Trump framed the speech as his “thoughts about the stakes in this upcoming and very important election,” and began by describing his motivation for running.

“I’m running to give back to this country, which has been so very good to me,” Trump said, adding, “When I see the crumbling roads and bridges, or the dilapidated airports, or the factories moving overseas …  I know that these problems can all be fixed, but not by Hillary Clinton — only by me.”

Trump’s speech came a day after Clinton made remarks criticizing his business record. Clinton cited past Trump ventures that went bankrupt as evidence he could not improve the U.S. economy. Trump countered by painting Clinton as a consummate Washington insider who used her political position to enrich herself. He suggested this was why supporters of Sanders, who challenged Clinton from the left, should back his White House bid.

“We’ll never be able to fix the rigged system by counting on the same people who have rigged it in the first place,” Trump said. “The insiders wrote the rules of the game to keep themselves in power and in the money. That’s why we’re asking Bernie Sanders’ voters to join our movement, so together we can fix the system for all Americans.”

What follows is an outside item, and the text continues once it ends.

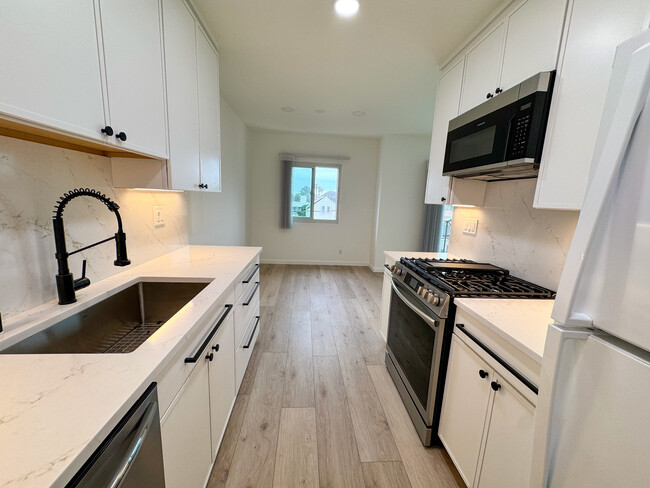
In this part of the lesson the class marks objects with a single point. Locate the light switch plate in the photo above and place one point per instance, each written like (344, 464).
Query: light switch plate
(470, 226)
(158, 216)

Throughout his remarks, Trump drew extensively from the book “Clinton Cash,” which alleges that Clinton doled out favors at the State Department to countries and business people who donated to her family foundation or paid her husband, former President Bill Clinton, for speeches. At one point, Trump even dramatically read a passage from the book. He argued that the book was definitive proof that Clinton had acted improperly, and said that her dealings with Middle Eastern governments showed an inappropriate tolerance for regimes that “horribly abuse women and LGBT citizens.”

“Hillary Clinton has perfected the politics of personal profit and even theft. She ran the State Department like her own personal hedge fund,” Trump said.

Trump also brought up Clinton’s handling of the 2012 terrorist attack against the U.S. diplomatic facility in Benghazi, Libya. He took several shots at Clinton’s use of a private email server for official business during her time as secretary of state. He argued that this made Clinton’s communications
vulnerable to foreign hackers who “probably now have a blackmail file” on her based on those messages.

In addition to focusing on Clinton’s past, Trump also argued against her policy platform. He said that Clinton’s support for the Iraq War and subsequent U.S. military intervention in Libya “unleashed ISIS throughout the world,” though Trump is also on record as having backed U.S. interventions in those conflicts.

He further attacked Clinton’s support for immigration reform, and argued that minorities would be hurt by it.

“The first victims of her radical policies will be poor African-American and Hispanic workers who need jobs,” Trump said.

His repeated appeals to minorities, women and LGBT voters were notable because throughout his campaign, critics have repeatedly framed his comments as racist and sexist.

PolitiFact conducted a live fact-check of Trump’s remarks. The site reported he made false statements about the US economy, the military, vetting of Muslim refugees, Benghazi, and his own past comments about Iraq and Libya. Clinton’s press secretary, Brian Fallon, responded to Trump’s speech with a tweet highlighting its inaccuracies.